- Braçanj Location within Albania
- Coordinates: 40°33′N 20°59′E﻿ / ﻿40.550°N 20.983°E
- Country: Albania
- County: Korçë
- Municipality: Devoll
- Administrative unit: Miras
- Time zone: UTC+1 (CET)
- • Summer (DST): UTC+2 (CEST)

= Braçanj =

Braçanj is a small village located in the Korçë County, Albania. It is part of the former municipality Miras. At the 2015 local government reform it became part of the municipality Devoll.

== Agriculture==
The sole employment in the village is agriculture. This agriculture is primarily subsistence farming with some cash crops being sold to private market traders from the Albanian capital Tirana. Specifically, the main subsistence crops are wheat, corn and other cereals. Tomatoes, okra, garlic, beans, apples, pears, grapes are also grown for the villages own consumption. However, onions, beans and potatoes are the three main cash crops.
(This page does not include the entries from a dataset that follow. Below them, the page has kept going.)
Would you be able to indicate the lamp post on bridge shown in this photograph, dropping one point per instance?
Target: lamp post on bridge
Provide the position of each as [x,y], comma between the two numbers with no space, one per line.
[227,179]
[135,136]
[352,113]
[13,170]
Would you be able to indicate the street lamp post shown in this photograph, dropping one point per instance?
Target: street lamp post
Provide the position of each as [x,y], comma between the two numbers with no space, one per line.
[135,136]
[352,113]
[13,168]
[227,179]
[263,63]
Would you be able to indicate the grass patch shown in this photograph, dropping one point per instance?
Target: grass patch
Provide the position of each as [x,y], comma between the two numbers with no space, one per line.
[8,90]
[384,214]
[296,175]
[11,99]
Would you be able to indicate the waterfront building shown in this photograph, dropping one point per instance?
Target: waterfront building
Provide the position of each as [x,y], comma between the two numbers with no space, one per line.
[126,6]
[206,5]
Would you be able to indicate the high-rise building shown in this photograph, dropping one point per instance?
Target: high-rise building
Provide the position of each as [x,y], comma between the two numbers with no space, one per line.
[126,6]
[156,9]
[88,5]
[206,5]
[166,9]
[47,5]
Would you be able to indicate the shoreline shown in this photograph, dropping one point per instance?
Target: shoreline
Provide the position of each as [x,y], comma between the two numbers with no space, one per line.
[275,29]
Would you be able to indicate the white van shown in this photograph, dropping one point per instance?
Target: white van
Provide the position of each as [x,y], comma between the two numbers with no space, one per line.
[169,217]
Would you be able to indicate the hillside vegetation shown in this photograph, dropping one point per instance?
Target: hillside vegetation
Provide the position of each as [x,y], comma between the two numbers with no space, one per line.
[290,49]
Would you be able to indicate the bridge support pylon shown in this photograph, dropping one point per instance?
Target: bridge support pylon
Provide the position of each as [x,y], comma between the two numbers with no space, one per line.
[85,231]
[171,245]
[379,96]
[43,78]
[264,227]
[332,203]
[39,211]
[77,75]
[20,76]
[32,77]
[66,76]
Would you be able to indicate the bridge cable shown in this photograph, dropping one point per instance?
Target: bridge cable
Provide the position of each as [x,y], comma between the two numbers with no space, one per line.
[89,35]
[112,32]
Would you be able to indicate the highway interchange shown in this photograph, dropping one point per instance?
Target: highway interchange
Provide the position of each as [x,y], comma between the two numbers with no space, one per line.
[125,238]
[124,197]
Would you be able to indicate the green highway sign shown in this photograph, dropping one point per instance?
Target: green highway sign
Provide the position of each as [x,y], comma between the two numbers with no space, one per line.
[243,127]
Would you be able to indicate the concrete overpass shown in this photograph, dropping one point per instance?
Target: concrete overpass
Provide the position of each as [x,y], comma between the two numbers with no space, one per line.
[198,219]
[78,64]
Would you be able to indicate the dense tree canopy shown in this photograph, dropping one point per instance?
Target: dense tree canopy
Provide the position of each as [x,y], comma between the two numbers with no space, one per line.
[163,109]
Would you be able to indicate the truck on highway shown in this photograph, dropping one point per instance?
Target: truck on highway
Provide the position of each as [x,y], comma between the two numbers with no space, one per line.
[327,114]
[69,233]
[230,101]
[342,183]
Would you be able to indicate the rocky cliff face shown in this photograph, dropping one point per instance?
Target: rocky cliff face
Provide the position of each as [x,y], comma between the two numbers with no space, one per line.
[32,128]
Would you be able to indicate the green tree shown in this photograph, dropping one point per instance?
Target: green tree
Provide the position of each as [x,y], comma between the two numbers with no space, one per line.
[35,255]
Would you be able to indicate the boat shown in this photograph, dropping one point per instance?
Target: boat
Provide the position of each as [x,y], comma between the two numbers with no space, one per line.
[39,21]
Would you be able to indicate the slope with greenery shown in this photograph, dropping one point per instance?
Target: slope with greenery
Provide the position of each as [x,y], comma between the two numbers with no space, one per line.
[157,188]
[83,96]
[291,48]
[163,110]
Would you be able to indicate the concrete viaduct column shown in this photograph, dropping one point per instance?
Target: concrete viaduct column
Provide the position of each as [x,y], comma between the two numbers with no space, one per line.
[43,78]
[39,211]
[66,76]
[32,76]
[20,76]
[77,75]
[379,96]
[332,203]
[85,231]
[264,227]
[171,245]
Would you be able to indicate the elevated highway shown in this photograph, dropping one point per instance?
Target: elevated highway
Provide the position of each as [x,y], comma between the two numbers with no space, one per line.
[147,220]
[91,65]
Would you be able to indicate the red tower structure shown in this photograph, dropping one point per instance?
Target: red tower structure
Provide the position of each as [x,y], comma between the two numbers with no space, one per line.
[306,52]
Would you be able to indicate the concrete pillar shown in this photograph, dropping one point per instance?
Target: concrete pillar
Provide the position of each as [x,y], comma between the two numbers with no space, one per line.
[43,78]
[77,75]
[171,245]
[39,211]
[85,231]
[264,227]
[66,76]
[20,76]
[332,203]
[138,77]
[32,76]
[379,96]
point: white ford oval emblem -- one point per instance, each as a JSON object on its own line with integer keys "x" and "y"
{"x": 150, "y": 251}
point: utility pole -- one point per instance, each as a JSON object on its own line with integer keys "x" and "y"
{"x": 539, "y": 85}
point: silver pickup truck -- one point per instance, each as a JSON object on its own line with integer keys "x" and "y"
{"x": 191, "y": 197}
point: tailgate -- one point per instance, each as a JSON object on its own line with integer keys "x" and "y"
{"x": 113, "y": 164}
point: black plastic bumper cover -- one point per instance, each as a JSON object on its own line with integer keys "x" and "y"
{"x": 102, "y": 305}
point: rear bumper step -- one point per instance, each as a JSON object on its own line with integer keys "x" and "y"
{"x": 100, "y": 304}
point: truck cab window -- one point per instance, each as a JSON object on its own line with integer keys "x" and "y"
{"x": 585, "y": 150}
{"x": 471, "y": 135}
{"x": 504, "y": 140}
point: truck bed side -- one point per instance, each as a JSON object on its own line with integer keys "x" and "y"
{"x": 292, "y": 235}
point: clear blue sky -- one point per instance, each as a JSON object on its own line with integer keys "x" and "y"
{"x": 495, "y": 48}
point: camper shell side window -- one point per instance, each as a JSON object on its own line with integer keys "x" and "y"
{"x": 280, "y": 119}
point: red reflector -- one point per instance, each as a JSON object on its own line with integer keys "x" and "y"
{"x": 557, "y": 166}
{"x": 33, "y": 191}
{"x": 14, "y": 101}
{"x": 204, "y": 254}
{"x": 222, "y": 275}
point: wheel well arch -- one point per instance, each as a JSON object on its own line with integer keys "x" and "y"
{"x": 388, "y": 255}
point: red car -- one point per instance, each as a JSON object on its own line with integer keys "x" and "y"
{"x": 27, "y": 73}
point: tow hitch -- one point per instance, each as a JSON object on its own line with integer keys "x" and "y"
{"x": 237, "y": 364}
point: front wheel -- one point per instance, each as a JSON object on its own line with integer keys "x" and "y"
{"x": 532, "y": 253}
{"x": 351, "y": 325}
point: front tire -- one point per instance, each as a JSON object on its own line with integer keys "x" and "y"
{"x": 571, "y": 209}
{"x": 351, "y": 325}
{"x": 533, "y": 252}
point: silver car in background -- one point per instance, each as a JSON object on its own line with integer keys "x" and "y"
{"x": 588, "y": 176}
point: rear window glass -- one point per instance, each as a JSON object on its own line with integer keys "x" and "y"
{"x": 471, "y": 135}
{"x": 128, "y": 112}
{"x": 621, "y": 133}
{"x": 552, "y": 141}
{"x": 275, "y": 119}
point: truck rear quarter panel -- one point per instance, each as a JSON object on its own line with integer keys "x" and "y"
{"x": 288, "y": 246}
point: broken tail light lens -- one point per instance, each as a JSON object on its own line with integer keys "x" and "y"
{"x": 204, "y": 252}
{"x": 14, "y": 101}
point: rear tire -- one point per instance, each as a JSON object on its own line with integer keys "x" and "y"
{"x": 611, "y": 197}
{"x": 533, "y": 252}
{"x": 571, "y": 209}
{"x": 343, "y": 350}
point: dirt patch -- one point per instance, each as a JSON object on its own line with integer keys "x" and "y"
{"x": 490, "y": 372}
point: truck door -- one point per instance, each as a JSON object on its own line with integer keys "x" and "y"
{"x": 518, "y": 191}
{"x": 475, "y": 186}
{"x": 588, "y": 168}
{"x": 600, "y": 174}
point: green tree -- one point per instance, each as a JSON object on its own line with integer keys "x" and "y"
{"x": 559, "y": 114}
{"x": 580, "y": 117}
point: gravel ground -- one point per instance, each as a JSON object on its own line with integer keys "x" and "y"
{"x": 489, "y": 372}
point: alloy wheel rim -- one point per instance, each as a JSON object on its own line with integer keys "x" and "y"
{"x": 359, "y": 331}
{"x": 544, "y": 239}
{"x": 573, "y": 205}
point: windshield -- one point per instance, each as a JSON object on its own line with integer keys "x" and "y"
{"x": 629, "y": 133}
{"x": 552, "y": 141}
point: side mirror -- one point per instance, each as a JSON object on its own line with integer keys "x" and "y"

Each person in the village owns 1000 m2 that was given to them at the end of Communism. Under the democracy reforms in 1991 the Communist cooperatives were broken-up and the land distributed to the people living in Braçanj and other Albanian villages. Both adults and children were given this land.

== Population==
It has a population of 600 people (120 families).
Since 1991, 30 families have become economic migrants and have moved to bigger cities in Albania (Tirana and Durrës) and abroad.

==Geography==

The closet places to Braçanj are the neighbouring villages of :sq:Dobranj, :sq:Ponçarë, and :sq:Kurilë. Braçanj is 1.5 km from nearest the Greek border and the customs checkpoint of Krystallopigi.
Braçanj is 2 km from the Albanian customs checkpoint of Kapshticë and 7 km from the Albanian town of Bilisht.